00:00:05 Seasonal sales forecasting.
00:00:35 Core seasonality patterns explanation.
00:02:23 Struggles with seasonality forecasting, product lifespan.
00:04:33 Further issues with seasonality explored.
00:06:53 Overcoming issues with missing historical data.
00:07:16 Solution: consider product collections for seasonality.
00:08:49 Dynamic time warping.
00:09:06 Transition to deep learning for forecasting.
00:10:02 Dynamic time warping in demand forecasting.
00:12:09 Handling historical data spikes and promotions.
00:13:01 Need for accurate data and machine learning.
00:16:01 Deep learning’s popularity in machine learning.
00:16:30 Limitations of past data for future predictions.
00:17:40 Seasonality in human affairs for modeling.
00:19:42 Improving forecasting with machine learning.
00:21:39 Benefits of machine learning over time.

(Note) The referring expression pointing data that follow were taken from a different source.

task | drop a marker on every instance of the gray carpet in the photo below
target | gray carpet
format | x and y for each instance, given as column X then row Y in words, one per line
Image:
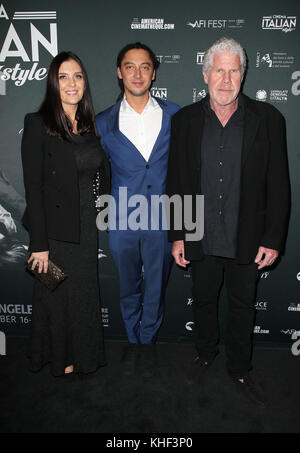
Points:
column 109, row 403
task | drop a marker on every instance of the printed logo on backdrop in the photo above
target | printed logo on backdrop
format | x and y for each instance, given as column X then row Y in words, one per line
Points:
column 200, row 57
column 16, row 314
column 259, row 330
column 279, row 22
column 294, row 307
column 296, row 91
column 273, row 96
column 151, row 24
column 169, row 59
column 274, row 60
column 101, row 254
column 161, row 93
column 12, row 44
column 2, row 341
column 216, row 23
column 290, row 332
column 198, row 94
column 261, row 306
column 264, row 275
column 189, row 326
column 296, row 346
column 105, row 317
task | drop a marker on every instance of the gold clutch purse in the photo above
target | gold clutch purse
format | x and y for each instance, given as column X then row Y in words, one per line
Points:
column 52, row 278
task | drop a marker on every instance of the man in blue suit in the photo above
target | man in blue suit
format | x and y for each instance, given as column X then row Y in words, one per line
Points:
column 135, row 135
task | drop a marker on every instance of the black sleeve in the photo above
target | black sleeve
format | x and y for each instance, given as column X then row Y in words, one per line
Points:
column 175, row 178
column 278, row 185
column 33, row 162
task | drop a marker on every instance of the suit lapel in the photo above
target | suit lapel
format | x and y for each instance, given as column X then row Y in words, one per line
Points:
column 197, row 124
column 165, row 123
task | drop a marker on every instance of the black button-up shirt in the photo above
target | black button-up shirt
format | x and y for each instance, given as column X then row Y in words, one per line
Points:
column 221, row 151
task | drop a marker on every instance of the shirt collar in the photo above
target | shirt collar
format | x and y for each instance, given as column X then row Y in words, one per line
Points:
column 209, row 110
column 152, row 104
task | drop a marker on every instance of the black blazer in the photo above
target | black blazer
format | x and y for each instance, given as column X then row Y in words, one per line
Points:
column 264, row 189
column 51, row 186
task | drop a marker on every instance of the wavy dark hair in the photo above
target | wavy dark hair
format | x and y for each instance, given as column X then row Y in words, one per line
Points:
column 121, row 55
column 56, row 121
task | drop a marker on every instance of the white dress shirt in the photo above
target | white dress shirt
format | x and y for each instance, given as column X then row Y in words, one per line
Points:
column 141, row 129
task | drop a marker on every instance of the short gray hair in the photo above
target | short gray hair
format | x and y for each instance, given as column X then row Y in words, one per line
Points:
column 224, row 45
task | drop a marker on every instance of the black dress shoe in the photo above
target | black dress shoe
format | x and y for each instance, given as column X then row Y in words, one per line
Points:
column 196, row 369
column 130, row 358
column 148, row 360
column 251, row 390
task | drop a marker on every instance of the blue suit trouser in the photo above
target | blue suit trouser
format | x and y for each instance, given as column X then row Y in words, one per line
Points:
column 135, row 253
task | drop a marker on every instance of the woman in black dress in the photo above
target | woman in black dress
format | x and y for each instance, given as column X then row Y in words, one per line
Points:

In an interview, Joannes Vermorel is discussing the challenges of incorporating seasonality into sales forecasting. Seasonality, defined as cyclical sales patterns influenced by time of year, week, and day, contributes to demand fluctuations. Secondary cyclicities, such as the “paycheck effect” and “quasi seasonality”, also hold significance. Understanding the baseline of demand, trends, and statistical noise in data is aiding accurate forecasting. Challenges include the short lifespan of many products and yearly variability of events like Christmas. Vermorel is suggesting the adoption of a collective perspective on similar products to predict new product performance and the use of machine learning setups for automatic maintenance of seasonal buckets.

Extended Summary

Kieran Chandler is interviewing Joannes Vermorel about the concept of seasonality in sales forecasting and its associated challenges.

Seasonality is one of the central patterns used to enhance the accuracy of sales forecasts, but it’s frequently misunderstood and improperly applied. Vermorel identifies seasonality as a major cyclicity in sales patterns. He breaks down these cyclicities into three key types: the time of the year, the day of the week, and the time of the day, which all contribute to variations in consumer demand.

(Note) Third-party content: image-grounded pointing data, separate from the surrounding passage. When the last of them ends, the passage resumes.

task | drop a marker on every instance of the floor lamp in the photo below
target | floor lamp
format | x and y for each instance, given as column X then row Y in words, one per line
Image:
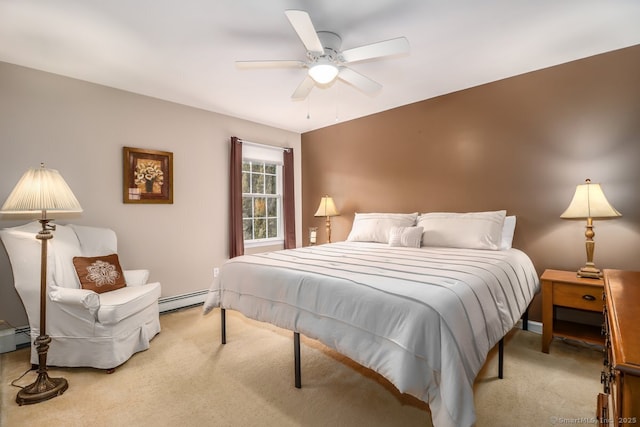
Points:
column 327, row 209
column 589, row 202
column 39, row 191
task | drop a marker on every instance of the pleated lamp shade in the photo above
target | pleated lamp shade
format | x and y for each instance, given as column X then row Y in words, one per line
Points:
column 589, row 201
column 41, row 190
column 327, row 207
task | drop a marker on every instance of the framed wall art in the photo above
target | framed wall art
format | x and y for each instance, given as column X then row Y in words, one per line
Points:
column 147, row 176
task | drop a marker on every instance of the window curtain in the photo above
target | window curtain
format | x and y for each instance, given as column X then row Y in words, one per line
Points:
column 288, row 200
column 236, row 235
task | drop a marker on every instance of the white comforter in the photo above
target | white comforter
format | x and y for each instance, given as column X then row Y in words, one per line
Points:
column 423, row 318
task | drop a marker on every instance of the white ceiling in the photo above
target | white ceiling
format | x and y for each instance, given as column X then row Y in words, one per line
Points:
column 185, row 50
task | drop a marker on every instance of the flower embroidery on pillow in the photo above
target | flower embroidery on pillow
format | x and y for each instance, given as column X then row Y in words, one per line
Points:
column 102, row 273
column 99, row 274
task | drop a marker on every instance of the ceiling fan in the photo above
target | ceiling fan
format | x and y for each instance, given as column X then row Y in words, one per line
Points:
column 326, row 62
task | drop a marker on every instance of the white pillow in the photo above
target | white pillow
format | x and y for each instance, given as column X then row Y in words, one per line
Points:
column 410, row 237
column 376, row 227
column 508, row 229
column 471, row 230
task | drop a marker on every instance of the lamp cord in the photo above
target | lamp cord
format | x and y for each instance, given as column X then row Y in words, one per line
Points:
column 13, row 383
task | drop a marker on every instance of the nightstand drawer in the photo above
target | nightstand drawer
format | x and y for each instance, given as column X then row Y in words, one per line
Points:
column 578, row 296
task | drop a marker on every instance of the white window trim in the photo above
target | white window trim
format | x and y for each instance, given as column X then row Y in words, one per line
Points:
column 269, row 241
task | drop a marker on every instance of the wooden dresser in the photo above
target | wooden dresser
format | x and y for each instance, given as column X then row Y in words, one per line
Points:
column 619, row 404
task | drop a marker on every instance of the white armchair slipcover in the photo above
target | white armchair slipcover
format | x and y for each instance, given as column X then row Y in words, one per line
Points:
column 86, row 328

Vermorel also discusses secondary cyclicities such as the “paycheck effect”, which is the monthly cycle of people receiving their paychecks and its resulting impact on their purchasing behavior. Additionally, he introduces “mineral cyclicities” or “quasi seasonality”, which includes events like Easter, Ramadan, and Chinese New Year, which are recurring but don’t always fall on the same date each year according to the Gregorian calendar.

Understanding the baseline of demand, trends, and the level of statistical noise in the data is another crucial aspect that Vermorel highlights. Recognizing these patterns aids in differentiating between random noise and authentic statistical patterns, which is essential for effective forecasting.

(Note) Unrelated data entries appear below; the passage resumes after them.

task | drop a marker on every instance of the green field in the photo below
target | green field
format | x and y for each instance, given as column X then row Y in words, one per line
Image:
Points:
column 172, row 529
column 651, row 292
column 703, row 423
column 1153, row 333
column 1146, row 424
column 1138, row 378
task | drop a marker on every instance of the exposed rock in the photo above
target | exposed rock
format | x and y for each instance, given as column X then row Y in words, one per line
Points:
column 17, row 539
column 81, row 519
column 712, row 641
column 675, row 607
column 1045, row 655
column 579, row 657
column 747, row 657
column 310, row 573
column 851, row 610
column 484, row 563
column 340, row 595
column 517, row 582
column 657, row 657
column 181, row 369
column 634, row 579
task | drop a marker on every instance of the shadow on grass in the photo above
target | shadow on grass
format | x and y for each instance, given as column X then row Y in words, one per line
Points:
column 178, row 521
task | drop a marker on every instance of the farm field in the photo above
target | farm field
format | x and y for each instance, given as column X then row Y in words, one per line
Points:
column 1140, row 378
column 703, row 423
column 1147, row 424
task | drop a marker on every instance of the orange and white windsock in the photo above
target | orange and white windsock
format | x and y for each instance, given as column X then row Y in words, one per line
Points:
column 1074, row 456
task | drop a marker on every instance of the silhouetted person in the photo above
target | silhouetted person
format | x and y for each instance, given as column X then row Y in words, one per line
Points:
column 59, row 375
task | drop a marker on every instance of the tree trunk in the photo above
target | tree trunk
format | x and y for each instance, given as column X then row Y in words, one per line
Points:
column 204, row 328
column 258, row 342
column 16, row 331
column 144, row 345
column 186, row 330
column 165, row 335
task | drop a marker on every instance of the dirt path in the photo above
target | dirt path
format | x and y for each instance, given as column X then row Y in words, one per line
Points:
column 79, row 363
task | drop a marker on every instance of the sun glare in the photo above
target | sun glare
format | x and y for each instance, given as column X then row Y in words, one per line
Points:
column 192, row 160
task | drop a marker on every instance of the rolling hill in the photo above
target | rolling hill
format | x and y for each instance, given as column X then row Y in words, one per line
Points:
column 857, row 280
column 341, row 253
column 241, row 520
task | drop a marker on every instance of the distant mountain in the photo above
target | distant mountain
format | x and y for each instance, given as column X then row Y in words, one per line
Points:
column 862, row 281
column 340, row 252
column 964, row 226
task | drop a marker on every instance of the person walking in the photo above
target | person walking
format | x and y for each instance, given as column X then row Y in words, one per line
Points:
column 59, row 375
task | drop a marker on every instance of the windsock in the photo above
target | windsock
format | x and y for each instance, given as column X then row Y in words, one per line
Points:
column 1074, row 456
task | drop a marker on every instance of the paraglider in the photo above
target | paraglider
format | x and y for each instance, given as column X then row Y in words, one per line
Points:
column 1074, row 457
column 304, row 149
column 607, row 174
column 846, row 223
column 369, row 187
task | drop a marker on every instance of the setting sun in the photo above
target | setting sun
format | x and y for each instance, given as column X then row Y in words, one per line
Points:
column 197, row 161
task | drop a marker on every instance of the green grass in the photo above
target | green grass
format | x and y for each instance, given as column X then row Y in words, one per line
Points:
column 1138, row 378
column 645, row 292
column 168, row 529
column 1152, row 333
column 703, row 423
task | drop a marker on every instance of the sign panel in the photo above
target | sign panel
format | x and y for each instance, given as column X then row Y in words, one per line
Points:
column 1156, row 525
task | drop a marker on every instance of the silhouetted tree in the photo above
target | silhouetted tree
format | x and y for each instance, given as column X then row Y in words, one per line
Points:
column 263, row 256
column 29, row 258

Despite the seeming simplicity of seasonality, Vermorel talks about why people often grapple with it. The first challenge is the short lifespan of most products on the market. For instance, the average lifetime of a Fast-Moving Consumer Goods (FMCG) product is between three to five years. This implies that a large part of a product catalog might not even exist for a full year, complicating the application of seasonality.

Vermorel introduces the concept of “time distortion” in seasonality, referring to shifts in seasonal patterns due to various factors. Changes in weather patterns can encourage consumers to start their winter shopping earlier or later than usual. The political climate and consumer sentiment can also influence the timing of purchases, such as Christmas shopping. These shifts can warp the typical seasonal patterns, making prediction challenging.

Next, he talks about the interference of additional patterns with seasonality. Vermorel emphasizes the importance of distinguishing between these external influences and genuine seasonal trends. He delves into how to address the challenges caused by the lack of historical data for a significant part of a catalog. He proposes a collective perspective, identifying common seasonal patterns across a range of similar products. This shared pattern can be applied to new products, enabling seasonality forecasting from day one, even for products without sales history.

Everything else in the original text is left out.